Mr. Leviev, a diamond magnate who travels with a coterie of bodyguards, had been having trouble paying the $711 million in loans he had piled onto the former Times building, which the newspaper occupied for nearly a century before selling it to move to a new tower on Eighth Avenue in 2007. Mr. Leviev was so intrigued with New York real estate, brokers said, that he did not even tour the building before he bought it.

Reader’s Digest, whose palatial 700,000 square foot building in Pleasantville, a suburban town about 30 miles north of New York City, will be leaving its iconic building next summer, after 71 years there. In the current, lousy economy, the owner of the 116-acre property, SG Chappaqua, is having a tough time finding tenants thanks to restrictive zoning laws demanding each one take huge spaces, one at least 200,000 square feet.
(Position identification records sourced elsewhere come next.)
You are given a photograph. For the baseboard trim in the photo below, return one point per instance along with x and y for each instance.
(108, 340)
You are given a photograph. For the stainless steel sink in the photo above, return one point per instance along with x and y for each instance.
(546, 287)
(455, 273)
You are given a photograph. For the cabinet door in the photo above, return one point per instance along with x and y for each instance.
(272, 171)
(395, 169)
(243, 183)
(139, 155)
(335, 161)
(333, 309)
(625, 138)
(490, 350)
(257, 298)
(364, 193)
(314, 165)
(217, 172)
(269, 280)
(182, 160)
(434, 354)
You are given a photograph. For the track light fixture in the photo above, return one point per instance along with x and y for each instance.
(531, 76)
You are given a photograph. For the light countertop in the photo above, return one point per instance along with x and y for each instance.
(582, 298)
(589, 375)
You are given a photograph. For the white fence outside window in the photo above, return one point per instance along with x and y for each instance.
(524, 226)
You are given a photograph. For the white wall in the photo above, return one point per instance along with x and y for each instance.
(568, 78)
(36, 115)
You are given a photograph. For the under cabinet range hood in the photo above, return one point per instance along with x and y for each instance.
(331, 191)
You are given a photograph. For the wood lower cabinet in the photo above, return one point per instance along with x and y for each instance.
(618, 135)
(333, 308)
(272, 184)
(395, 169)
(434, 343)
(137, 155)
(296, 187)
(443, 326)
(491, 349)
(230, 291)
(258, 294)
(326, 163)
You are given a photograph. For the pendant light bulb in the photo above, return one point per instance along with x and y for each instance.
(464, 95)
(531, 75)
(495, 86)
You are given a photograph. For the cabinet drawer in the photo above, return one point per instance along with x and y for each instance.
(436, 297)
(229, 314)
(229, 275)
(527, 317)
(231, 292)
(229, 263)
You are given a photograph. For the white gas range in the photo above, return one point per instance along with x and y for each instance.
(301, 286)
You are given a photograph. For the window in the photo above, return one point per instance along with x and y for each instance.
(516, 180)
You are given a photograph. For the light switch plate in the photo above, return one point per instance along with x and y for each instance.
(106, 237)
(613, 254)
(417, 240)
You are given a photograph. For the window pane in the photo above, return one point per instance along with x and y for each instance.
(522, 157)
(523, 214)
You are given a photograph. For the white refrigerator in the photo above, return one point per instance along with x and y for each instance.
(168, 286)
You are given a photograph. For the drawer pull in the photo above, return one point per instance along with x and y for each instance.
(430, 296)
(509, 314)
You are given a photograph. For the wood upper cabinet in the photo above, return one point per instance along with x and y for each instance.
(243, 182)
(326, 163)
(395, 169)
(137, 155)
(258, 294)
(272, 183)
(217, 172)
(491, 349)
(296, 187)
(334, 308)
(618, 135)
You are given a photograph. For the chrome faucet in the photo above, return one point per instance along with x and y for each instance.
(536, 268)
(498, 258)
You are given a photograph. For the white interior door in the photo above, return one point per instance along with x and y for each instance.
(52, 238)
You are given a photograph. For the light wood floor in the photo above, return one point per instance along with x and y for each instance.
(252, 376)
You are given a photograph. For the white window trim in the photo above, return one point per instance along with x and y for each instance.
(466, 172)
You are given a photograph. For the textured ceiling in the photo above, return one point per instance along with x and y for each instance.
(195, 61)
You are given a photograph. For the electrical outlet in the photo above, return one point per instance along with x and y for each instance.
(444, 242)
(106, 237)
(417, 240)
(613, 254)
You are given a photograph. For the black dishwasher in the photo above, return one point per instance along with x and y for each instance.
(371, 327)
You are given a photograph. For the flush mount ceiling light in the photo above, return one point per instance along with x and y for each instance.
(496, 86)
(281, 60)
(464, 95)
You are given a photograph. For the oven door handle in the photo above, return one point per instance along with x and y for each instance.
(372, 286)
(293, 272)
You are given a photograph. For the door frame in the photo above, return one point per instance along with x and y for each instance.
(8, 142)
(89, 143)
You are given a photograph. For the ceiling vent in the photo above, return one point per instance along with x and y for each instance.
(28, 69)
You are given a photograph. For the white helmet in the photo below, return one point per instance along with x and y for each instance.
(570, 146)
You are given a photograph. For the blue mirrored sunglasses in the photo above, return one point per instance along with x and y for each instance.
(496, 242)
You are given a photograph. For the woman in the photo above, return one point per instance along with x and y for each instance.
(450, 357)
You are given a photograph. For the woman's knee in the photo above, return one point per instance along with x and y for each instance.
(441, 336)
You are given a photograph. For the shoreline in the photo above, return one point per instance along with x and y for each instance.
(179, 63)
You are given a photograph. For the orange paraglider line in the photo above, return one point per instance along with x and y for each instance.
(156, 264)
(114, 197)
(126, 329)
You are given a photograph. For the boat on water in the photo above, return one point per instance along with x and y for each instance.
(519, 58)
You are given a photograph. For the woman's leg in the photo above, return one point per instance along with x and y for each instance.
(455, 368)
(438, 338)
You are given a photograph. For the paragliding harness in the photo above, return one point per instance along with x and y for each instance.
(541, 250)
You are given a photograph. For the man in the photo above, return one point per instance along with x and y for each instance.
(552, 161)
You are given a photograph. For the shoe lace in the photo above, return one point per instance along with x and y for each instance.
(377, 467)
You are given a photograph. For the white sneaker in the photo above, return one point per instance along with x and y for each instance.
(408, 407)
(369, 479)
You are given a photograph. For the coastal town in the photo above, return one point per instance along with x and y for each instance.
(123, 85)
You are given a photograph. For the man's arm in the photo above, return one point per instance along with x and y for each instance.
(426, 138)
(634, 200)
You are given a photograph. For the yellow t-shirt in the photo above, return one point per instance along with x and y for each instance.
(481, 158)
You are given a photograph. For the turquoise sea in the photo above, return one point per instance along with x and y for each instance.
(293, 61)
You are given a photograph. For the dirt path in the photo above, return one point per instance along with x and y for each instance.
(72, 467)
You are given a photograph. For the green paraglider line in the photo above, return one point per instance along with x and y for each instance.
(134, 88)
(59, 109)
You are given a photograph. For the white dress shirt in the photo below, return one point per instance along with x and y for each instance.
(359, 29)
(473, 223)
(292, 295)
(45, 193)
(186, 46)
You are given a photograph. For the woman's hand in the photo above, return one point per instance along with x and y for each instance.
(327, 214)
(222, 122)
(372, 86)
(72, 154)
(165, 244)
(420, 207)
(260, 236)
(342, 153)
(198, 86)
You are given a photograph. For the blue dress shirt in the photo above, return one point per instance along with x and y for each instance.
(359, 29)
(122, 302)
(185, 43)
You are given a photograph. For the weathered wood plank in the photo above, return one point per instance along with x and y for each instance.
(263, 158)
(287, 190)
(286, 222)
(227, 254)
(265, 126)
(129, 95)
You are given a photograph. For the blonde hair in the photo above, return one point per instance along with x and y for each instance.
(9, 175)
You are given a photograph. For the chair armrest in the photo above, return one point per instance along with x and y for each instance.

It, too, was a place of history and presence, the walls hung with Impressionist paintings, a hushed 1950s elegance evident the minute you stepped in the door.

The county office market has been hit hard once again by an economic downturn. The volume of commercial transactions in Westchester is down, to about 900,000 square feet at the end of the third quarter of this year, from 1.6 million square feet for the same period a year ago, according to numbers tallied by CB Richard Ellis.

The vacancy rate countywide increased to 17 percent in the third quarter, from 16 percent at the end of the period a year ago.

Separately, when SG Chappaqua acquired the property, it also proposed building about 220 luxury condominiums and town houses and 56 middle-income housing units on the Reader’s Digest campus. That application is wending its way through the approval process and a decision is expected sometime in the next year.